Un’altra tipologia di contratto in voga nel lavoro stagionale è il contratto a tempo determinato, anch’esso con le sue particolari condizioni: il numero di lavoratori a tempo determinato non può infatti superare in azienda il 20% dei lavoratori a tempo indeterminato (a meno che il numero di dipendenti sia inferiore a 5).

Ci sono però casi in cui il contratto a tempo determinato per il lavoro stagionale è sempre ammesso:

  • il lavoratore ha più di 55 anni.
  • quando riguarda specifici spettacoli o specifici programmi radiofonici o televisivi.
  • l’attività è in fase d’avvio.

C’è poi, nel settore del turismo e dei pubblici esercizi, il lavoro extra: si tratta di un particolare tipo di lavoro stagionale, che non può durare oltre i tre giorni.

Tipicamente, si tratta di contratti stipulati dalle aziende di banqueting, oppure in occasione di fiere o manifestazioni, o per attività di assistenza agli arrivi e alle partenze in aeroporti e stazioni.

La comunicazione UNILAV dell’assunzione deve in questo caso essere inviata entro il giorno antecedente l’assunzione.

Dove e quando cercarlo

Il miglior periodo in cui cercare un lavoro stagionale è, ovviamente, l’estate: tanti sono gli studenti che trovano impiego, specie nel settore del turismo, quando scuole superiori e licei sono chiusi.

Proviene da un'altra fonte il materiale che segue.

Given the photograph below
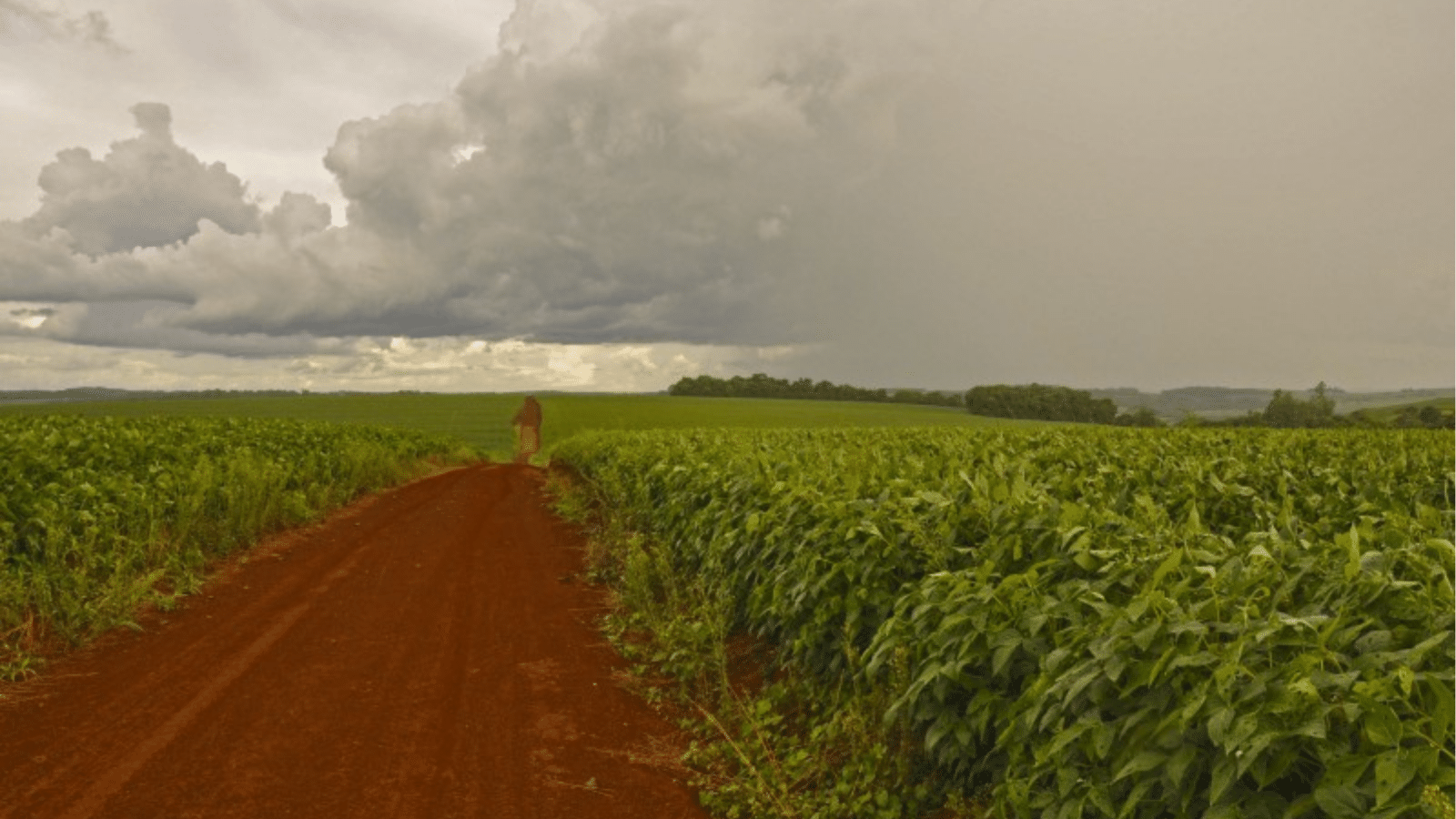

Le figure più richieste? I bagnini, gli animatori, i camerieri, i barman, le babysitter.

Il consiglio è quello di non ridursi all’ultimo, ma di cominciare la ricerca già a febbraio o a marzo, valutando ogni aspetto del lavoro offerto: la tipologia di contratto, gli orari richiesti, la retribuzione.


È possibile rivolgersi ad agenzie e centri per l’impiego, frequentare i canali di comunicazione di Informagiovani ma anche cercare online, sui portali delle offerte di lavoro come sui gruppi social delle località turistiche.

Tuttavia non c’è solo l’estate, per cercare un lavoro stagionale.

Ci sono anche l’autunno e la primavera, periodi perfetti per un lavoretto nel settore ortofrutticolo: basti pensare al periodo della vendemmia, alla raccolta delle mele.

Oppure l’inverno, quando sotto Natale alcuni negozi chiedono personale in più e diverse attività cercano chi confeziona pacchi regalo.

L’importante è aver voglia di lavorare spesso a ritmi serrati, quando gli altri sono in vacanza o fanno festa.

Ed è fondamentale informarsi su tutte le condizioni che quel lavoro vanta: ad esempio, se viene fornito l’alloggio al personale per il lavoro stagionale.

E se ci sono restrizioni in termini d’età.

In genere possono essere assunti anche minorenni, purché maggiori di 16 anni, con l’adempimento del regolare obbligo d’istruzione (almeno fino alla seconda superiore) e col consenso dei genitori.

In questo caso, però, le ore di lavoro settimanali non possono essere più di 40 ed è necessario che il lavoratore sia sottoposto ad una visita medica preventiva.